Today is the 7th anniversary of the terrorist attacks on the World Trade Center and the Pentagon. I know that not all of you who read are in the U.S., but still, it’s vital that none of us who are decent people forget the scope of disaster that a few, evil people can cause–anywhere in the world. It’s not about religion, it’s not about politics, it’s about the acknowledgment that humans should try to work together, not tear each other apart, even when they disagree.
So, feeling my way to a question here … Terrorists aren’t just movie villains any more. Do real-world catastrophes such as 9/11 (and the bombs in Madrid, and the ones in London, and the war in Darfur, and … really, all the human-driven, mass loss-of-life events) affect what you choose to read?

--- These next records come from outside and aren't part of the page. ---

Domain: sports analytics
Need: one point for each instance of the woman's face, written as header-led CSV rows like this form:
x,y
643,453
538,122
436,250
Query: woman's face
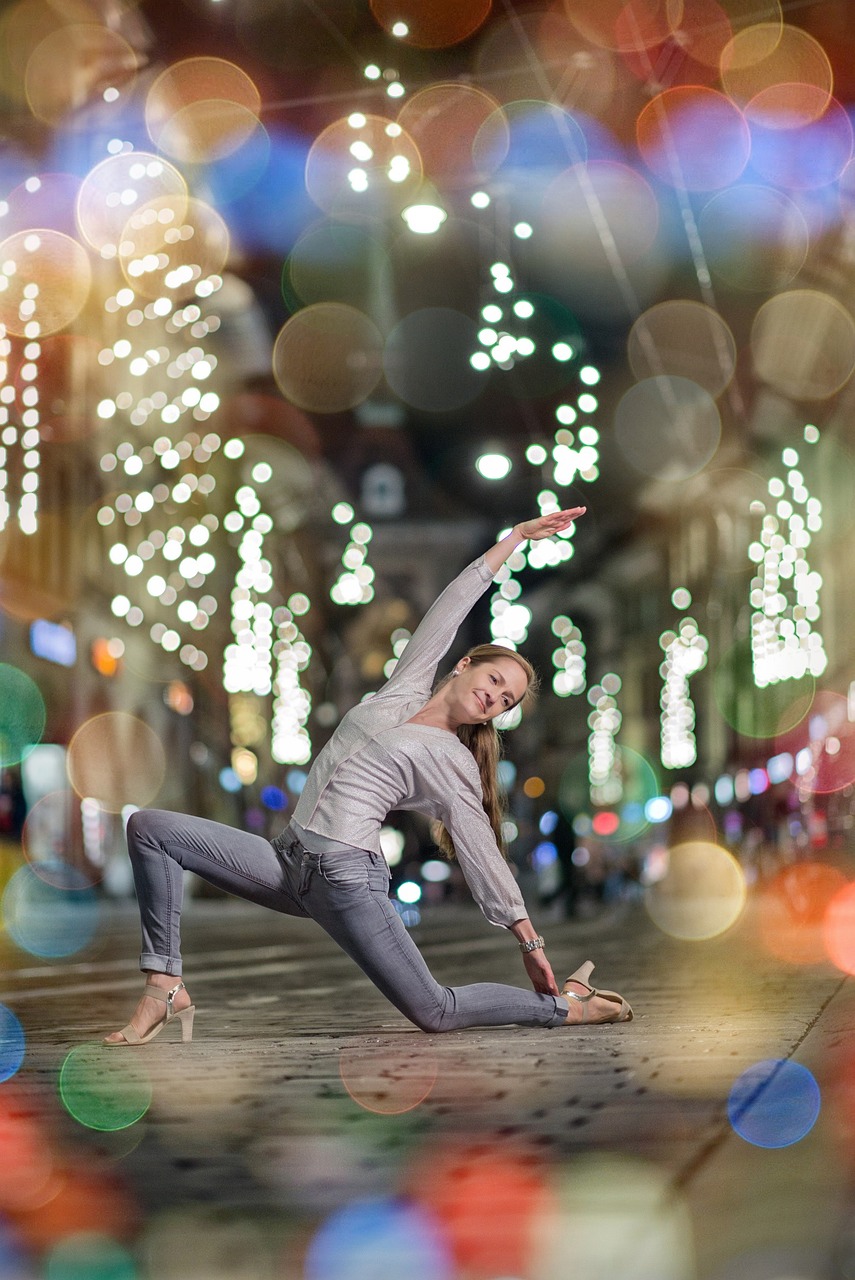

Personally, I used to enjoy reading Tom Clancy, but haven’t been able to stomach his fight-terrorist kinds of books since.
And, does the reality of that kind of heartless, vicious attack–which happen on smaller scales ALL the time–change the way you feel about villains in the books you read? Are they scarier? Or more two-dimensional and cookie-cutter in the face of the things you see on the news?
Short answer: no. Terrorists have never been just movie villains so 9/11 didn't change that. History is filled with murder and death. I've never been interested in reading Tom Clancy type books, but it does seem like more authors are interested in writing them these days. I can't tell you the number of terrorist-themed books I've seen come down the pike in the last few years. Whether a villain in a book is cookie-cutter or tw0-dimensional really depends on the writing itself and not on anything else. I've read a book or two about Darfur and some political books but I don't go out of my way for that sort of thing much.